Drapé d’après La Valse de Camille Claudel, 2015, acrylique sur toile, 175 x 145 cm

Drapé

« Il y a quelques années, je suis allée voir une rétrospective des sculptures de Camille Claudel avec une amie, Anne Rivière, qui a été la codirectrice d’une revue de femmes – Sorcières. J’y ai publié mes premiers dessins en 1976. Je connaissais La Valsemais, cette fois, j’ai été captivée par son drapé que j’ai perçu comme une coulée de lave aux turbulences singulières. J’appris, par la suite, que la première sculpture de La Valse, réalisée par Camille Claudel en 1899, était dénuée de tout drapé et avait été refusée par le Salon car les corps des danseurs étaient nus ! Paradoxalement, c’est cette obligation de dra- per le corps de la femme qui, en définitive, a permis à l’artiste d’exprimer, dans ses plis et ses replis, avec force et passion, son désir de liberté. »

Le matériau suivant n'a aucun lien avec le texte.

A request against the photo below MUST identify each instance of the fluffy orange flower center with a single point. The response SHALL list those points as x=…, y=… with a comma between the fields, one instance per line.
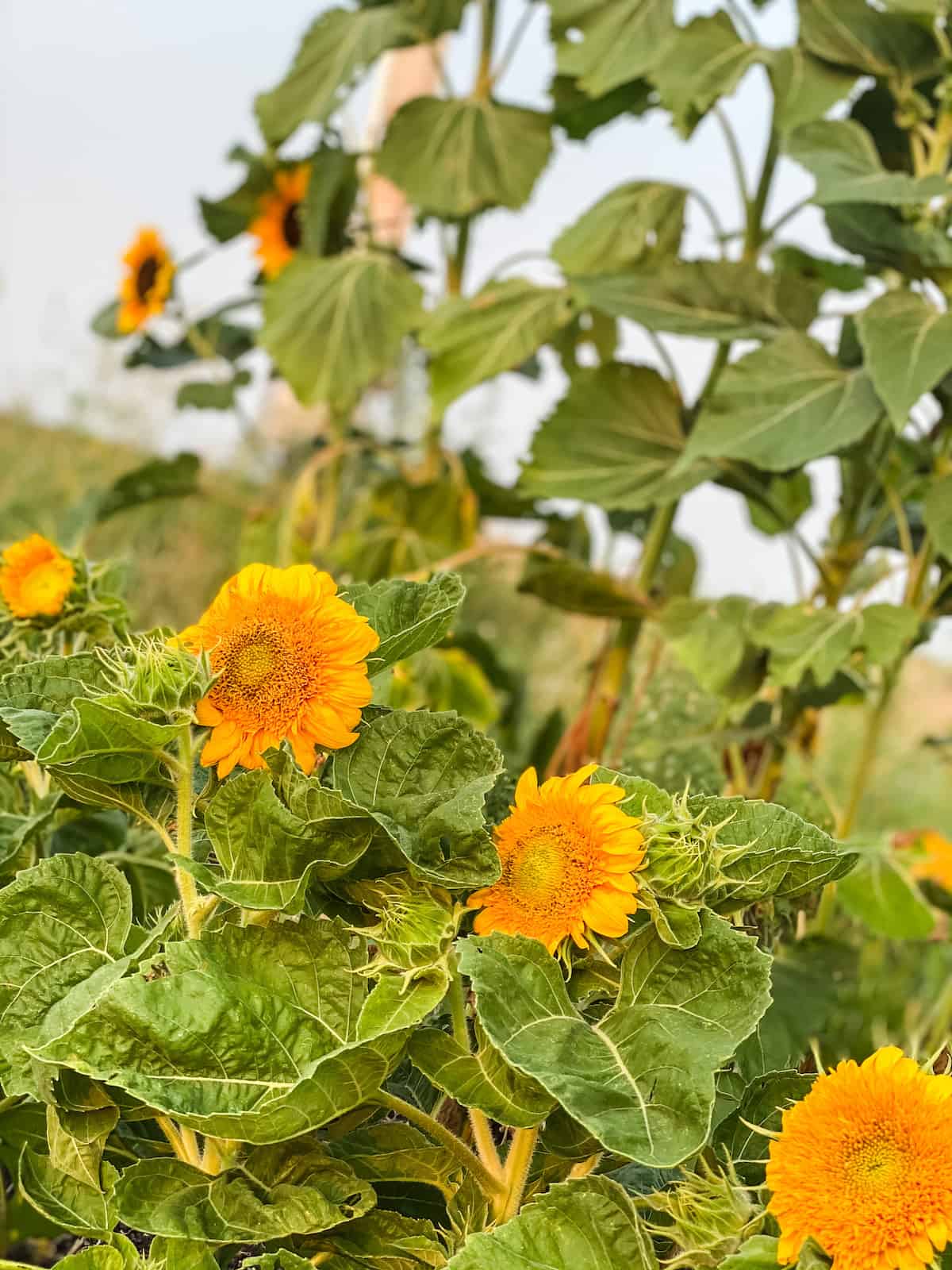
x=566, y=856
x=862, y=1166
x=289, y=657
x=36, y=578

Vague, 2018, acrylique sur toile, 100 x 200 cm

Vague

« Il y a trois ans, lors d’une commande pour une exposition sur le thème des migrants, la vague s’est imposée à moi comme symbole de passage, de péril, d’exil, de mort, mais aussi de mouvement, de dynamisme, d’espoir… Et, à partir de photos de vagues océaniques prises notamment à Essaouira, j’ai voulu capter leur flux et leur reflux où les crêtes d’intensité se conjuguent pour créer un mouvement qui semble issu des profondeurs. Une phrase du poète soufi Jalal-al-Din Rûmi m’a alors interpellée : « Tout est un, la vague et la perle, la mer et la pierre ; rien de ce qui existe en ce monde n’est en dehors de toi. » Cette pensée me tient souvent de fil conducteur : se projeter vers l’extérieur sans oublier d’où l’on vient. »

«Le trait et la forme, 1985-2018», Villa des arts, Casablanca, jusqu’au 31 mai 2019. «Le flux et la danse, 2011-2018», Villa des arts, Rabat, jusqu’au 31 mai 2019.